En baissant le « coût du travail », le gouvernement accentue l’insuffisance de la demande et, en même temps, en rajoute à l’insuffisance des qualifications. Il déprime donc la productivité et l’offre productive. Cela, au bout du compte, alimente le déficit de notre commerce extérieur : le solde du deuxième trimestre a contribué de façon négative à la croissance (-0,1 point), en écho, notamment, à la contraction de la demande intérieure chez nombre de nos partenaires européens écrasés aussi par des politiques d’austérité.

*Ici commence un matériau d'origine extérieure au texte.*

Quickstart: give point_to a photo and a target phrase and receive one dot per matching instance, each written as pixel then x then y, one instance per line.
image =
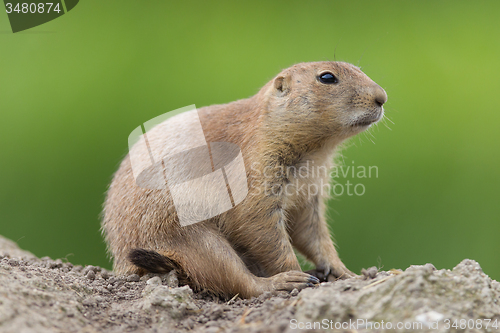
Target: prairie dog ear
pixel 283 84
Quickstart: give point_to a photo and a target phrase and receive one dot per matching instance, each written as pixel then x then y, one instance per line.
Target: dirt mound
pixel 45 295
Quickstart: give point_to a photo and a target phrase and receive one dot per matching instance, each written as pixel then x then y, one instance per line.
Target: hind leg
pixel 211 263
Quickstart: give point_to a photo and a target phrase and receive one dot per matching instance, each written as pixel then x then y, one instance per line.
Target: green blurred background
pixel 73 89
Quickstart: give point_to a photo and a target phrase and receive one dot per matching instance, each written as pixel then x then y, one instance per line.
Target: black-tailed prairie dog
pixel 292 126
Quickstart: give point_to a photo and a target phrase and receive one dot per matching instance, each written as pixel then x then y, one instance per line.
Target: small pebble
pixel 13 262
pixel 90 275
pixel 370 273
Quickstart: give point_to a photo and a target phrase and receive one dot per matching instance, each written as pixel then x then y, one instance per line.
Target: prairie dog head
pixel 322 100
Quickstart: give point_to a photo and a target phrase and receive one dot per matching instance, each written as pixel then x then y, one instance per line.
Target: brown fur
pixel 293 121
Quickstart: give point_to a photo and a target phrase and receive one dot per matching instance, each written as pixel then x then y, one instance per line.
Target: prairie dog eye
pixel 328 78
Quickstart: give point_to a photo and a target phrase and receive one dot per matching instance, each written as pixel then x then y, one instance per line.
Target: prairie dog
pixel 296 120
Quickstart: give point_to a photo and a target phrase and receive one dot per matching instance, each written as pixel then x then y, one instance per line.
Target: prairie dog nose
pixel 380 96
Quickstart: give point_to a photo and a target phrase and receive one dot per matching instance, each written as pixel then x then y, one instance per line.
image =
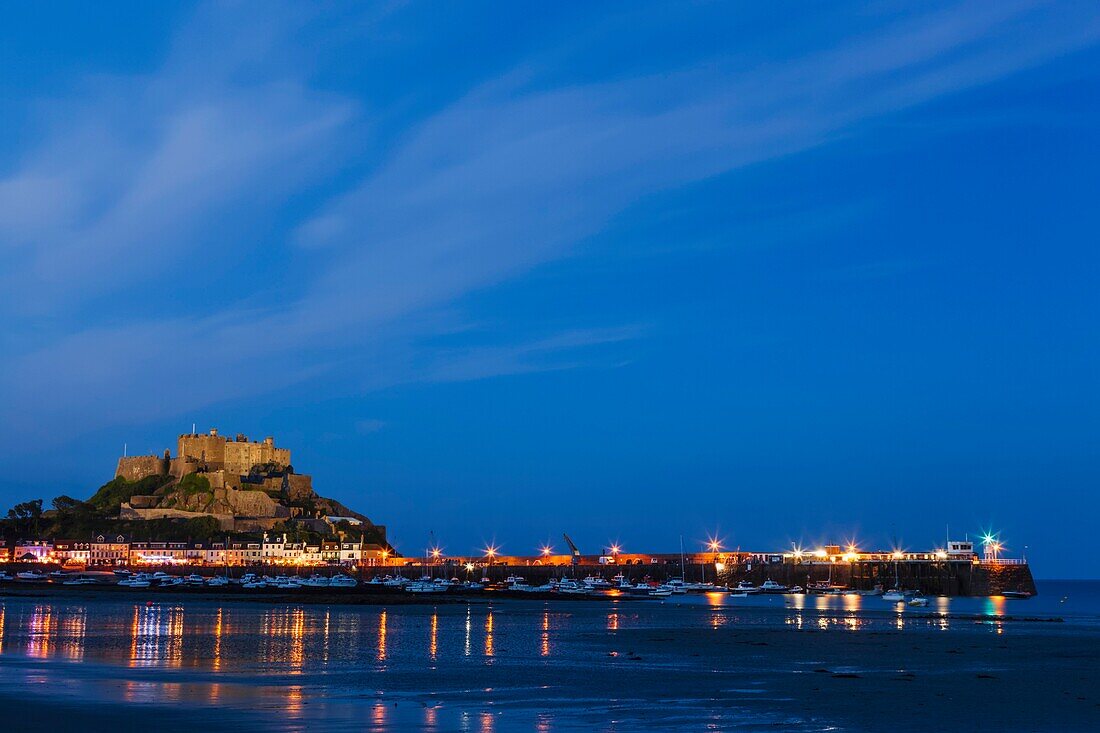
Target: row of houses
pixel 112 550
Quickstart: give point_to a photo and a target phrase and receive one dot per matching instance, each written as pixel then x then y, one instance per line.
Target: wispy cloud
pixel 135 179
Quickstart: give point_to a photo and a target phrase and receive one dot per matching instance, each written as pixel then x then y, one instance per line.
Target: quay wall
pixel 958 578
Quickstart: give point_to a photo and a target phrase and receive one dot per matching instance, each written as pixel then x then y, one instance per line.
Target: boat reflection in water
pixel 449 667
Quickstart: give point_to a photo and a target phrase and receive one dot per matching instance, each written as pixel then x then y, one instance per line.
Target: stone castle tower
pixel 206 451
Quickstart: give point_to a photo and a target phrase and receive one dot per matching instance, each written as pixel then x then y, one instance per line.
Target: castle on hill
pixel 245 485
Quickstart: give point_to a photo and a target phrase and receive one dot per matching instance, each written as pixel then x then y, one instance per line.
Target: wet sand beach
pixel 702 664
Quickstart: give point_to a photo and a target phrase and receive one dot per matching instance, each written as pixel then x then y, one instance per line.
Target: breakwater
pixel 949 578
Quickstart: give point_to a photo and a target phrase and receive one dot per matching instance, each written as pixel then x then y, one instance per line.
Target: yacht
pixel 919 601
pixel 80 581
pixel 340 580
pixel 1016 595
pixel 573 588
pixel 596 583
pixel 678 586
pixel 31 577
pixel 771 587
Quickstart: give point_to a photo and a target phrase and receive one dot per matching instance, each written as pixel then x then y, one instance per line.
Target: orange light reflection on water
pixel 382 636
pixel 488 634
pixel 41 637
pixel 545 646
pixel 433 638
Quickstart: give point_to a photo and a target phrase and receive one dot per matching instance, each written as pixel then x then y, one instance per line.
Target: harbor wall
pixel 957 578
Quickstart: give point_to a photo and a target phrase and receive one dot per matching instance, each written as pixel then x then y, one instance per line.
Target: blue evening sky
pixel 783 272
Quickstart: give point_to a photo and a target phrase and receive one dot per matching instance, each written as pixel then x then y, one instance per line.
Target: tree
pixel 26 517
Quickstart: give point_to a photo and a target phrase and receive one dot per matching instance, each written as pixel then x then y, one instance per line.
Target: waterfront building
pixel 33 550
pixel 109 549
pixel 72 551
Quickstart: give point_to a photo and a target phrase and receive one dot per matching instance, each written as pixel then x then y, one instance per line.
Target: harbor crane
pixel 575 554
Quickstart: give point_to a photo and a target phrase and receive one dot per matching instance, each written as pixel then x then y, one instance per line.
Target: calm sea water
pixel 506 666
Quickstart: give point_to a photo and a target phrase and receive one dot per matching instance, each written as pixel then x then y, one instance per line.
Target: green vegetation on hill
pixel 112 493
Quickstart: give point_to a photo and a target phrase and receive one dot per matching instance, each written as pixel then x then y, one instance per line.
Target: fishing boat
pixel 80 581
pixel 771 587
pixel 598 583
pixel 32 577
pixel 340 580
pixel 745 588
pixel 1016 595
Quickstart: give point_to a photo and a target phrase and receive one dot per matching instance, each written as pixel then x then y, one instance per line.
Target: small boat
pixel 32 577
pixel 571 587
pixel 677 586
pixel 80 581
pixel 597 583
pixel 1016 595
pixel 341 580
pixel 745 588
pixel 771 587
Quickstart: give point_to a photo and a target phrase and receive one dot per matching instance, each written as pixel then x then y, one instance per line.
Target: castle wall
pixel 128 512
pixel 133 468
pixel 237 456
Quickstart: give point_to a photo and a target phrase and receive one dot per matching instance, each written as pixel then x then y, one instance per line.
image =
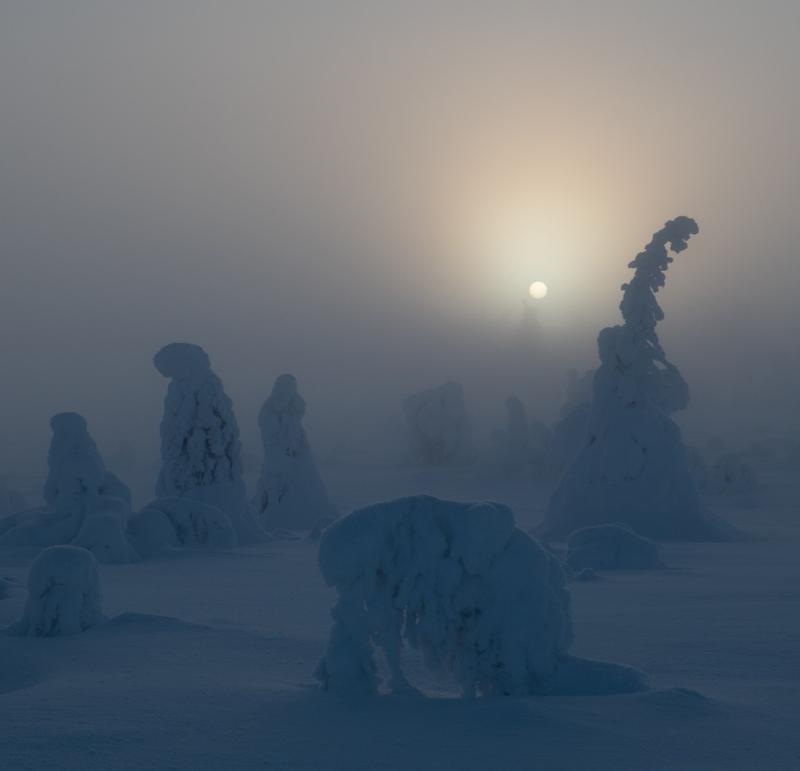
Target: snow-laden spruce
pixel 460 582
pixel 85 503
pixel 438 427
pixel 632 467
pixel 291 494
pixel 63 594
pixel 611 547
pixel 201 455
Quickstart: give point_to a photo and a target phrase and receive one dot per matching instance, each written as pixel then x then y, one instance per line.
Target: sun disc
pixel 537 290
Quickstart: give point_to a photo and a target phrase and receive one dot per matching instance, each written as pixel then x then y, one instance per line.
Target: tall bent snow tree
pixel 632 467
pixel 200 448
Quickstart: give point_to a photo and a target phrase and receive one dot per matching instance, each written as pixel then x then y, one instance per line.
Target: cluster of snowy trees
pixel 480 599
pixel 201 498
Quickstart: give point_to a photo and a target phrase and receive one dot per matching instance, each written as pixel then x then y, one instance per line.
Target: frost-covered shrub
pixel 458 581
pixel 63 594
pixel 195 523
pixel 438 427
pixel 611 547
pixel 632 467
pixel 78 489
pixel 200 447
pixel 291 494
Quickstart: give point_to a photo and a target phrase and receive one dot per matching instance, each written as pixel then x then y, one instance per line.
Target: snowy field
pixel 207 661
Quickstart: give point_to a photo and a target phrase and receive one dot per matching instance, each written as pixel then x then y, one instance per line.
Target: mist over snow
pixel 345 421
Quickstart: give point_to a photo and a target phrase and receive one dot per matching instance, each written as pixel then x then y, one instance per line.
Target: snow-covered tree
pixel 86 504
pixel 63 594
pixel 291 494
pixel 525 446
pixel 200 447
pixel 461 583
pixel 438 426
pixel 632 467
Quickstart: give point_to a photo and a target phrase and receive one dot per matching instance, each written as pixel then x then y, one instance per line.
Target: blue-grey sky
pixel 360 192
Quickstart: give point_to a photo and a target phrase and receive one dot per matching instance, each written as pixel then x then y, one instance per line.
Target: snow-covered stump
pixel 291 494
pixel 611 547
pixel 461 583
pixel 632 467
pixel 438 427
pixel 63 594
pixel 201 456
pixel 87 505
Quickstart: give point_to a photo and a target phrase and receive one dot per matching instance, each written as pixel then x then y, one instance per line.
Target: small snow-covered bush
pixel 439 431
pixel 458 581
pixel 611 547
pixel 63 594
pixel 291 494
pixel 78 489
pixel 196 523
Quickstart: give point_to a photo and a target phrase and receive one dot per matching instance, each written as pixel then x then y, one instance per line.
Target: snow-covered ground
pixel 207 660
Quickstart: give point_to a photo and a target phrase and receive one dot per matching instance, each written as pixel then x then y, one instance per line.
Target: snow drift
pixel 458 581
pixel 611 547
pixel 291 494
pixel 201 455
pixel 438 427
pixel 632 467
pixel 63 594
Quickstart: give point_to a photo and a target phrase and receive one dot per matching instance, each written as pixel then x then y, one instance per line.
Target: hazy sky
pixel 360 191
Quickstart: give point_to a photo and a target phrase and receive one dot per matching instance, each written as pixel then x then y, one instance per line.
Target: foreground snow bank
pixel 458 581
pixel 63 594
pixel 611 547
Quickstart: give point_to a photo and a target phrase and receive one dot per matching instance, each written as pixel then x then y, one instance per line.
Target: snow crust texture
pixel 291 494
pixel 63 594
pixel 611 547
pixel 457 581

…contre le service public…

Les efforts obsessionnels du gouvernement pour diminuer les dépenses de services publics, nationaux et locaux, au nom de la lutte contre les déficits et dette publics, affaiblissent la demande intérieure.
Cela tend aussi à déprimer la productivité globale, tant les dépenses de santé, d’éducation-formation, de recherche, de transports collectifs, de culture… concourent à sa croissance en même temps qu’au bien-être des populations.
Et les recettes publiques diminuent tandis que, malgré les efforts de rationnement, ne cessent de croître les dépenses d’accompagnement social de la crise. Le gouvernement a été contraint d’abaisser de 5,4 milliards d’euros sa prévision de recettes d’impôts et taxes pour 2014 (279 milliards d’euros) et de gonfler de 1,4 milliard d’euros le déficit budgétaire par rapport aux précédentes prévisions (83,9 milliards d’euros). Au total, le déficit public français devrait se chiffrer entre 4,2 % et 4,3 % du PIB cette année, au lieu d’une cible de 3,8 % inscrite dans le programme de stabilité 2014-2017. Cela rend totalement hors de portée l’objectif de le ramener à 3 % du PIB en 2015 comme s’y était engagé F. Hollande après avoir obtenu un report de délais à Bruxelles.
Alors que cette politique prétend faire reculer le poids de la dette publique, elle l’alourdit. À la fin du 1er trimestre 2014, à 1985,9 milliards d’euros, elle pesait 93,6 % du PIB, contre 91,8 % à la fin du trimestre précédent.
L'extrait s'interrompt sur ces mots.